Rodrigo loves to make cupcakes, banana bread, and cookies. “My favorite baked good of all time is the oatmeal cookie,” she says. “I’m a grandma.”

She loves the return of Nineties rock.

“It’s just so raw and different, and that’s always the kind of stuff I’m attracted to,” she says. “I feel like TikTok is giving songs a second life, which is cool.” During our days together, Rodrigo mentioned her love of the Indigo Girls, Sheryl Crow, Tori Amos, and others, even noting she watched the Woodstock ’99 documentary. “It feels like a music revolution to me,” she adds. “I imagine being in that time was like, ‘Holy shit. Nirvana on the radio, what the fuck?’”

She wants to tour in the Philippines.

Rodrigo is half-Filipino, and she plans on touring there soon. “People there are so welcoming and hospitable and awesome,” Rodrigo says. “Filipino people ride for other Filipino people.”

She was starstruck meeting Patti Smith.

Rodrigo is a huge fan of Smith’s 2010 memoir Just Kids, to the extent that she can’t wait to visit the Chelsea Hotel. She met her hero earlier this year, and admitted she was incredibly nervous. “She signed a book for me,” she said. “I was very starstruck. Sometimes I meet people — I felt this way about meeting Tori [Amos] — where I just look at them and I’m like, ‘You are not of this world. You are such an ethereal being.’ She was so sweet.”

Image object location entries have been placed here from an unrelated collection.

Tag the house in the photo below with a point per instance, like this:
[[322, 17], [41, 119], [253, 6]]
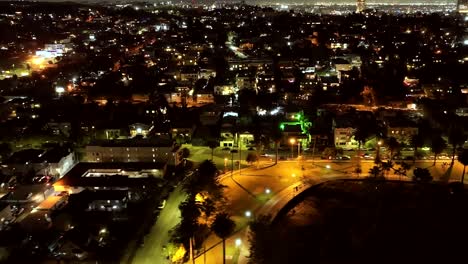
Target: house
[[59, 128], [402, 129], [182, 131], [189, 73], [109, 200], [54, 162], [210, 115], [6, 215], [132, 150], [246, 80], [329, 81], [343, 132], [133, 177], [203, 97], [224, 89], [206, 74], [139, 129]]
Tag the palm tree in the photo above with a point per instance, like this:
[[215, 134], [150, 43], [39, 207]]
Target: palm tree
[[361, 134], [204, 179], [416, 141], [463, 159], [276, 136], [375, 171], [386, 166], [456, 137], [184, 153], [223, 227], [438, 145], [422, 175], [393, 145], [212, 144]]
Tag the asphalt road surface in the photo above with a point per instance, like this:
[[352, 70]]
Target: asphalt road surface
[[151, 252]]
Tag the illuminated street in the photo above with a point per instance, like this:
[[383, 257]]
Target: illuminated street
[[246, 192], [158, 237]]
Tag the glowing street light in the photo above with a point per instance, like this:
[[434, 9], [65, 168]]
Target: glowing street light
[[248, 214], [238, 242], [292, 141], [59, 90]]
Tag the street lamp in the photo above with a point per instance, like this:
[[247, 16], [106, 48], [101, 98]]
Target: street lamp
[[248, 214], [232, 160], [238, 242], [292, 141], [377, 155]]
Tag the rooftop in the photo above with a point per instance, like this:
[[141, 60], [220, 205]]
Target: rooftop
[[116, 174], [135, 142]]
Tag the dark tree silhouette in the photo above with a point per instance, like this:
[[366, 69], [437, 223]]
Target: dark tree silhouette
[[438, 145], [416, 141], [393, 145], [422, 175], [463, 159], [456, 137], [212, 144], [223, 227]]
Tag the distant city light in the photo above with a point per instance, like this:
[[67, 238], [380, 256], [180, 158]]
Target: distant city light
[[238, 242], [248, 214], [230, 114], [59, 89]]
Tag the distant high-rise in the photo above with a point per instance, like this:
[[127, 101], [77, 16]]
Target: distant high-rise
[[361, 5], [462, 6]]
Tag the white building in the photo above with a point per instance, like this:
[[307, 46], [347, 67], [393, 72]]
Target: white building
[[131, 151], [344, 138]]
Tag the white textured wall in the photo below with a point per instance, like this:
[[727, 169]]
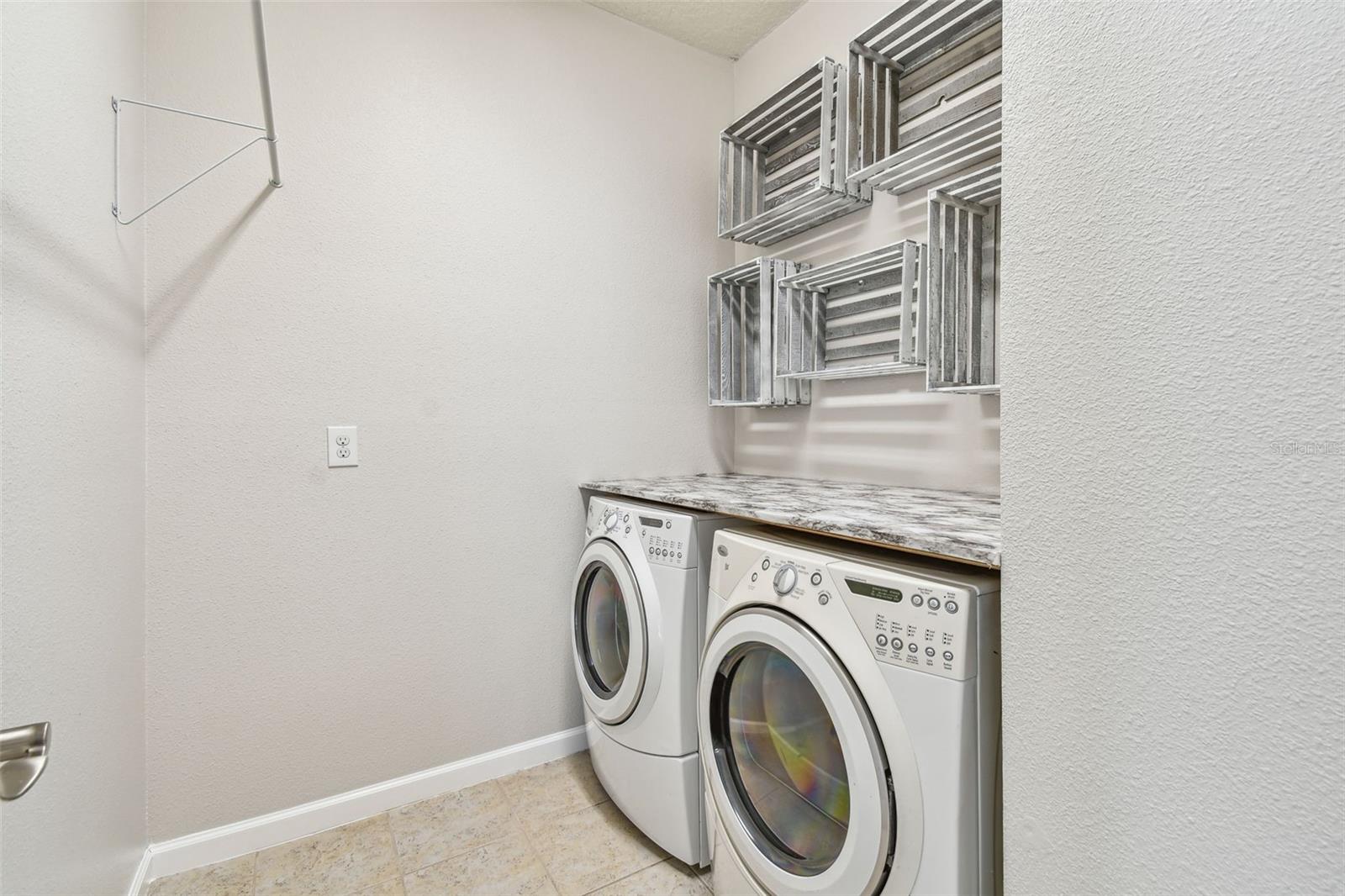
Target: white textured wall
[[885, 430], [1174, 627], [490, 255], [71, 535]]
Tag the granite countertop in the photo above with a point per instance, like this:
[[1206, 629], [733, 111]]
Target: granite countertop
[[958, 525]]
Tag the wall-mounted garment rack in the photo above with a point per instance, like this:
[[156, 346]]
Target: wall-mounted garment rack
[[268, 129]]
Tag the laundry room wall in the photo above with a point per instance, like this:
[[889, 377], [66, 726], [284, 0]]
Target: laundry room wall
[[884, 430], [488, 253], [73, 448], [1174, 448]]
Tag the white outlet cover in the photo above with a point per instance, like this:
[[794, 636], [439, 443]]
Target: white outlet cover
[[342, 447]]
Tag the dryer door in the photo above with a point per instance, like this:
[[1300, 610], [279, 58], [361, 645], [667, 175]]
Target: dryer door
[[611, 640], [794, 762]]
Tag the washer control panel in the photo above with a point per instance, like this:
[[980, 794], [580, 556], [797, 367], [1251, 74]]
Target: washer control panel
[[911, 622], [663, 537], [911, 614]]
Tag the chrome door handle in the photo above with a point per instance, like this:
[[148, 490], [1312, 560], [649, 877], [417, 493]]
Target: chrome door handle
[[24, 755]]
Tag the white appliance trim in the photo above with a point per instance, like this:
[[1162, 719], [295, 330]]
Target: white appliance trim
[[248, 835]]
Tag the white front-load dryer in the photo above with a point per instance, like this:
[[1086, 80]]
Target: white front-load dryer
[[849, 720], [636, 634]]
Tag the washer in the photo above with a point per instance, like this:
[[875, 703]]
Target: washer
[[849, 720], [638, 627]]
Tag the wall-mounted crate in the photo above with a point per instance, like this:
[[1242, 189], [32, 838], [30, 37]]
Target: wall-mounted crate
[[783, 165], [740, 319], [925, 93], [962, 304], [853, 318]]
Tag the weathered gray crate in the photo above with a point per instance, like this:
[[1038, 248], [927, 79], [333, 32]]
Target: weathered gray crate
[[858, 316], [783, 165], [925, 93], [740, 315], [963, 299]]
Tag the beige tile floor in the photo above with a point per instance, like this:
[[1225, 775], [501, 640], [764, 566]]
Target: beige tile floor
[[544, 830]]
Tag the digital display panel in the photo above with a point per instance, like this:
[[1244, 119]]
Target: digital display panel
[[868, 589]]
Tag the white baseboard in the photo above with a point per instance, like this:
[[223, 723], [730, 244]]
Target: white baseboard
[[138, 883], [240, 838]]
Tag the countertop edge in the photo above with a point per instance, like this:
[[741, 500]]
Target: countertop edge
[[985, 559]]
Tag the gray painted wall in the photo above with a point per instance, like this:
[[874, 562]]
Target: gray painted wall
[[73, 458], [885, 430], [1174, 625], [488, 255]]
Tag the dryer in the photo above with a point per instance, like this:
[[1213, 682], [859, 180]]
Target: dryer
[[849, 720], [636, 634]]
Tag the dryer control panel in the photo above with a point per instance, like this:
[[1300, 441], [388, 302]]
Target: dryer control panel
[[662, 537], [908, 622]]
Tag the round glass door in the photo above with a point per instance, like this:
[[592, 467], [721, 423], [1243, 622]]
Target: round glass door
[[604, 629], [609, 633], [782, 761], [794, 763]]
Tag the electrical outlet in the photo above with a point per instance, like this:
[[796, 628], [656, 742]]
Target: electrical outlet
[[342, 447]]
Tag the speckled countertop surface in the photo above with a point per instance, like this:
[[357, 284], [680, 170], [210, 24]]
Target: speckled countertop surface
[[959, 525]]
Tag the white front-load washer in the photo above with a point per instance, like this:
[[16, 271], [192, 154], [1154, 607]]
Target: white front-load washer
[[638, 629], [849, 720]]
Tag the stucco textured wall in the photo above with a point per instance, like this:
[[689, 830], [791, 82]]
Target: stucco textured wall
[[73, 458], [885, 430], [490, 255], [1174, 625]]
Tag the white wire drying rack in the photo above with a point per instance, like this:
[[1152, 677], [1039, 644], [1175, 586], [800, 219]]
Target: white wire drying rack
[[268, 128]]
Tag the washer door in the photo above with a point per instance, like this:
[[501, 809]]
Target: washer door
[[793, 757], [611, 640]]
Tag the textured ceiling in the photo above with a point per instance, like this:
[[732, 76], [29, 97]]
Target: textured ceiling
[[723, 27]]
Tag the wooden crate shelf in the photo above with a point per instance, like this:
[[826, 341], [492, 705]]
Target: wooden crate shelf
[[741, 324], [783, 165], [925, 94], [858, 316]]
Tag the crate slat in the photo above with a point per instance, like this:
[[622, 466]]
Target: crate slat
[[963, 284]]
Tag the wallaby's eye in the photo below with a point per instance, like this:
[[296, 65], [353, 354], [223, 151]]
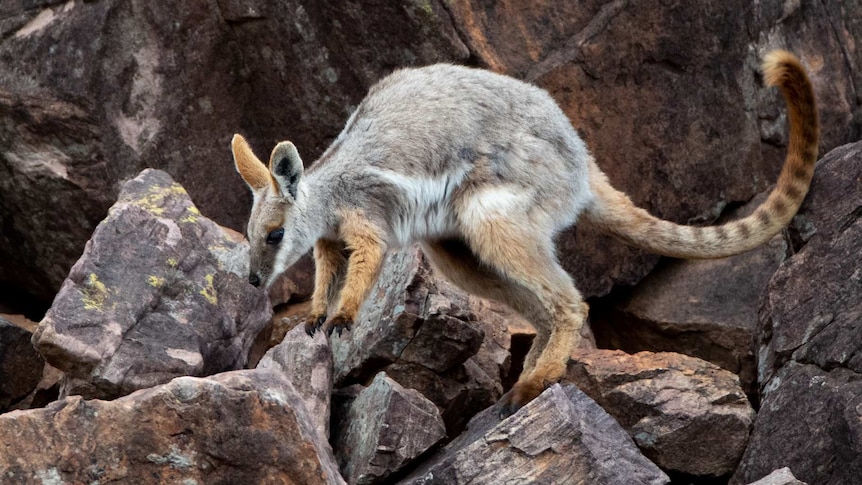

She’s still buds with Jenna Ortega.

Ortega was another young Disney star, voicing in the animated series Elena of Avalor, starring in Stuck in the Middle, and even appearing on an episode of Bizaardvark with Rodrigo and Hu. When I mention to Rodrigo that her career has taken off around the same time as Ortega’s — with both Wednesday and Sour hitting — she says they’ve discussed it. “We talk about it sometimes,” she says. “It’s just so nice to see cool, hard-working people win in such a big way.”

She almost didn’t make it to the 2022 Grammys.

In April 2022, Rodrigo was slated to perform at the 64th Annual Grammy Awards, then kick off her Sour tour two days later on April 5 in Portland, Oregon. “Honestly, that era of my life was so jam-packed,” she says. “I had so much shit to do. I had a week of rehearsal for both the Grammys and my tour, which was not enough time in hindsight. And two days into the rehearsal, I got the flu and I was sick as a dog. I couldn’t even stand. It was in Vegas and I couldn’t fly — my doctor was worried that my ears were going to pop on the plane. It was crazy. But it worked out.” It did indeed: Rodrigo performed “Drivers License” that night and took home three awards, including Best New Artist.

She has an idea for Greta Gerwig.

As she mentioned several times over the course of our hours together, Rodrigo is a huge fan of the Barbie director. She’d love for Gerwig to adapt one of her favorite books she read as a child. “I love Little House on the Prairie,” she says. “Can’t wait for the Greta Gerwig adaptation of that.”